Well, perhaps, perhaps. I don’t know the answer to that.
The fascinating thing is that The Jesus Film has had a part in seeing over 225 million people become Christians, yet the lead actor who plays Jesus isn’t a committed Christian.
Well, there’s certainly a contradiction there, isn’t there?
Would He Do It All Again?
Thirty years on, would you do the movie again?
I probably would, and with the same sort of enthusiasm with which I did it before. Because, again, one can see it’s a challenging role and an opportunity that very few people have. I’m sure I’d read it, be moved by it, want to try and tell the story and give other people the opportunity to look in upon it.
When I made the film I had no way of knowing that it was going to be used as an evangelical tool. That’s why it has been seen by so many people. But people haven’t paid for their seats, if you see what I am saying. Showing the film to all these people is fantastic, but my difficulty comes with the notion of going to other faiths and saying, ‘Your faith is wrong and this is the right one’.
I mean, what’s the word? Proselytise.
I guess that would also come down to the way you acted out the part of Jesus. If you were acting that role with the goal of proselytising, as you say, I wonder whether you would have played a different role than you did. Instead, you read the Gospel of Luke umpteen times and simply portrayed what you saw of Jesus in it.
Yes, exactly.
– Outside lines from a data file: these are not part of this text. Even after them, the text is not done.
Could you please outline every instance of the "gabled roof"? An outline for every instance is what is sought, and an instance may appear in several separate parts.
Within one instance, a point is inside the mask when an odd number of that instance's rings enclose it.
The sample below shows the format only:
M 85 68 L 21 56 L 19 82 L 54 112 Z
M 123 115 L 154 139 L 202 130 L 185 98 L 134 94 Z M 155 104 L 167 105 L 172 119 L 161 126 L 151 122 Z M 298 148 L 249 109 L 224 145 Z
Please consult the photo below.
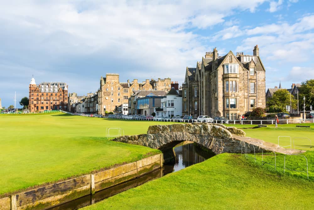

For me it was a journey that by its very nature had to be a journey of humanity, reaching out to others, trying to get others to understand a point of view, but also a journey which others couldn’t share with him—his own pain of knowing what was to come and how that suddenly became frightening enough for him to ask to have it taken away.
It was that reaching out to others with compassion and love, that understanding of others’ situations, that was the thing you could play as a character in the film.
Impressed By Jesus’ Compassion
Maybe my problem is not necessarily with Jesus but with how his message is given to us today. This is a totally different debate, of course, but there are churches in America and all over the place that are homophobic. I don’t think Jesus would have been.
No…Jesus was the first person to reach out to everybody who was despised. I think the homosexual community are often one of those groups that are despised.
Yeah. When I find that sort of thing is being, not necessarily preached from pulpits, but certainly accepted from the pulpit, then again I say, ‘Hang on, how are you representing Jesus or his teachings to me?’ Not in a way that I believe they should be.
I think of a book called Imitating Jesus, written by another of your countrymen—Richard Burridge from King’s College. He makes the important point that Jesus taught a standard of morality that was even more demanding than the Old Testament… Yet he was also known as the ‘friend of sinners’. Prostitutes loved him. Despised tax collectors loved him. Samaritans were befriended by him. Biblical morality is very demanding, yet Jesus gravitated towards the very people who were least likely to live by it.
Yes, very odd isn’t it? That’s where he seemed to feel most comfortable—as well as with those who turned back to him or took a step towards him.
Jesus also said, ‘Suffer the little children to come unto me’, and that you won’t get into heaven unless you think as simply as a child thinks—with that kind of acceptance. There you go, I’m sort of answering a question for myself here, rather than trying to have an intellectual debate. It’s really not that complicated.